ARVC – Arrhythmogenic Right Ventricular Cardiomyopathy

Arrhythmogenic Right Ventricular Cardiomyopathy (ARVC; also known as arrhythmogenic right ventricular dysplasia – (ARVD)) is a heart muscle disease that can cause life-threatening heart rhythm abnormalities and, rarely, significant “weakening” of the right side of the heart.

ARVC is caused by a defect in the ‘glue’ that holds the muscle cells of the heart together. As the heart muscle is continuously stretching and contracting, the ‘glue’ breaks down, the muscle cells separate and some die. The body then tries to repair this by replacing the normal heart muscle cells with scar and fat tissue. This process creates small islands of heart tissue that do not conduct electrical signals in the normal way and are not able to contract in the normal way. This allows abnormal ‘short-circuits’ to develop, which cause the heart rhythm abnormalities that define the condition.

Initially, only small areas of the right ventricle may be affected but the condition may progress over time, becoming more widespread and even involving the left ventricle. In fact, some forms only affect the left ventricle.

ARVC is thought to affect between 1 in 1,000 and 1 in 5,000 people, depending on which area of the world has been studied and the definition of the condition used. The disease affects men and women equally and has been recognised in people from many ethnic backgrounds. It tends to first present in early adulthood but can occasionally affect children.

Commonly runs in families and several genes have been identified as causing the condition in these families. These genes are needed to make the proteins that form the glue holding the cells together. Therefore, if these genes do not work correctly the glue does not hold the cells together as it should. The pattern of inheritance is known as ‘autosomal dominant with variable penetrance’ meaning the child of an affected parent will have 50% chance of inheriting the abnormal gene, but will not then necessarily go on to have the condition.

The other factors that contribute to the disease are not fully understood but may include viral infection, inflammation and endurance exercise.

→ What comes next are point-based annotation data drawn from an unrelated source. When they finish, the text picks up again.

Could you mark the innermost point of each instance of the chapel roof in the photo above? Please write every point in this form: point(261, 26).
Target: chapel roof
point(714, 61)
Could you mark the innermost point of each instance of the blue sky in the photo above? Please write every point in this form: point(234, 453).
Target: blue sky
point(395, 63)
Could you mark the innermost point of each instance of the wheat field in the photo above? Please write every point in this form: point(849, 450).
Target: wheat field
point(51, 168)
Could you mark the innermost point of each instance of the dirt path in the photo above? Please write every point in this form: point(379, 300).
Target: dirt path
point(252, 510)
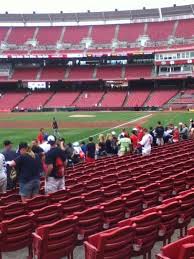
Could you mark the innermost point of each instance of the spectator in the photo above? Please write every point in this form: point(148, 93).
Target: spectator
point(153, 134)
point(3, 176)
point(108, 144)
point(167, 135)
point(83, 147)
point(9, 155)
point(101, 146)
point(56, 163)
point(159, 134)
point(146, 143)
point(125, 145)
point(184, 132)
point(90, 150)
point(176, 135)
point(28, 166)
point(134, 139)
point(123, 133)
point(36, 149)
point(114, 142)
point(40, 137)
point(55, 128)
point(79, 155)
point(45, 146)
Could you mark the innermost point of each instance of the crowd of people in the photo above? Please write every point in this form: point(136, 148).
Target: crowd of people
point(48, 155)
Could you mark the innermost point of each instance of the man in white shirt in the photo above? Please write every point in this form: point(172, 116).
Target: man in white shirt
point(146, 143)
point(3, 175)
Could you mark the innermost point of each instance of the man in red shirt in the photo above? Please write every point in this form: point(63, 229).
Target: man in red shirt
point(134, 139)
point(40, 136)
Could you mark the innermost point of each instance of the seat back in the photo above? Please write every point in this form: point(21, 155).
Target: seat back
point(115, 243)
point(58, 239)
point(90, 221)
point(37, 202)
point(72, 205)
point(16, 233)
point(47, 215)
point(12, 210)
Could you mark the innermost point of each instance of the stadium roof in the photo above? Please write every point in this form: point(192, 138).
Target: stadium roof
point(133, 15)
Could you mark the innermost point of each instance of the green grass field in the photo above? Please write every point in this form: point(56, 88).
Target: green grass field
point(75, 134)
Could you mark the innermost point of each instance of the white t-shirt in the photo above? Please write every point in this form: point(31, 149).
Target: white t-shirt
point(45, 146)
point(146, 143)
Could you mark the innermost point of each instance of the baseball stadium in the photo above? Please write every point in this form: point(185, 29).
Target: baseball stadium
point(94, 74)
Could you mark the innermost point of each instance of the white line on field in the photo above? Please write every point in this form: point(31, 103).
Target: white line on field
point(118, 126)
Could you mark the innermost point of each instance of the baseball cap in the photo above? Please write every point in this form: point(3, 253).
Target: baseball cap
point(7, 142)
point(23, 145)
point(51, 139)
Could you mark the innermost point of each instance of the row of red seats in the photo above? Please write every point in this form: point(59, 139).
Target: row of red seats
point(157, 223)
point(180, 249)
point(140, 233)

The most common symptom is palpitations. Palpitations can occur at rest but are often triggered by physical activity. They may be associated with chest pain, light-headedness or blackouts. ARVC is also a recognised cause of sudden cardiac death. If the right ventricle becomes significantly weakened it can cause breathlessness and swelling of the legs and abdomen (features sometimes referred to as ‘right heart failure’) although this is relatively uncommon and tends to affect those who have had the condition for several years or longer. Many people with ARVC do not have any symptoms, however.

How is ARVC diagnosed?

The diagnosis is based on finding the electrical and structural problems that define the disease. Diagnosis can be complicated and often requires several tests undertaken by a specialist. In the first instance a detailed record of symptoms, medical and family background and a physical examination are required. Following this, an ECG (including a signal average ECG) and an ultrasound scan of the heart (echocardiogram, or echo) will be used.

The ECG can often pick up an abnormality, but the signs on an echocardiogram can be very subtle in the early stages of the condition. Therefore, more detailed imaging with a magnetic resonance imaging (MRI) scan may be required. Other possible tests include an exercise ECG and 24-hour ECG to record any palpitations or abnormal heart rhythms.

In some specialist centres, it is possible to pass a wire into the heart via the bloodstream and to take a small sample (biopsy) of the heart muscle to examine under a microscope. Even this can still miss ARVC and can be associated with some risk to the patient, and so is not used routinely.

If a specific genetic mutation has been identified as the cause of ARVC in an individual, family members can be tested for this same mutation with a blood test. However, since a significant proportion of people with ARVC do not have a gene identified, this is not always possible.

What treatments are available?

Treatment for ARVC is aimed at preventing episodes of symptomatic palpitations and reducing the risk of sudden death. A specialist will advise on lifestyle modifications. It is most likely that this will include advice to not participate in competitive, strenuous physical activities since this can be a trigger for dangerous heart rhythm disturbances.

Medication including beta-blockers, sotalol and amiodarone can be used to reduce palpitations and abnormal rhythms.

If symptomatic episodes continue despite medication, a procedure called an ablation can be used.  This targets the particular area of the heart causing the abnormal rhythm and this area is cauterised – or burnt – using wires passed into the heart via the bloodstream. While this is a very effective treatment for some types of heart rhythm problems, long-term success rates are lower in ARVC as new problematic areas of the heart can develop over time.

In people for whom medication is unsuccessful in controlling abnormal rhythms; or where blackouts, near blackouts or even a cardiac arrest have occurred, an implantable cardiac defibrillator (ICD) may be fitted to prevent sudden cardiac death.

Regular check-ups, often involving repeat investigations, are required for people diagnosed with ARVC.

Family screening and ARVC

Since the disease runs in families, all immediate blood relatives of people with ARVC should be screened for the condition. It is recommended that those first-degree blood relatives where the condition is not identified should return for repeat testing every 2 to 5 years.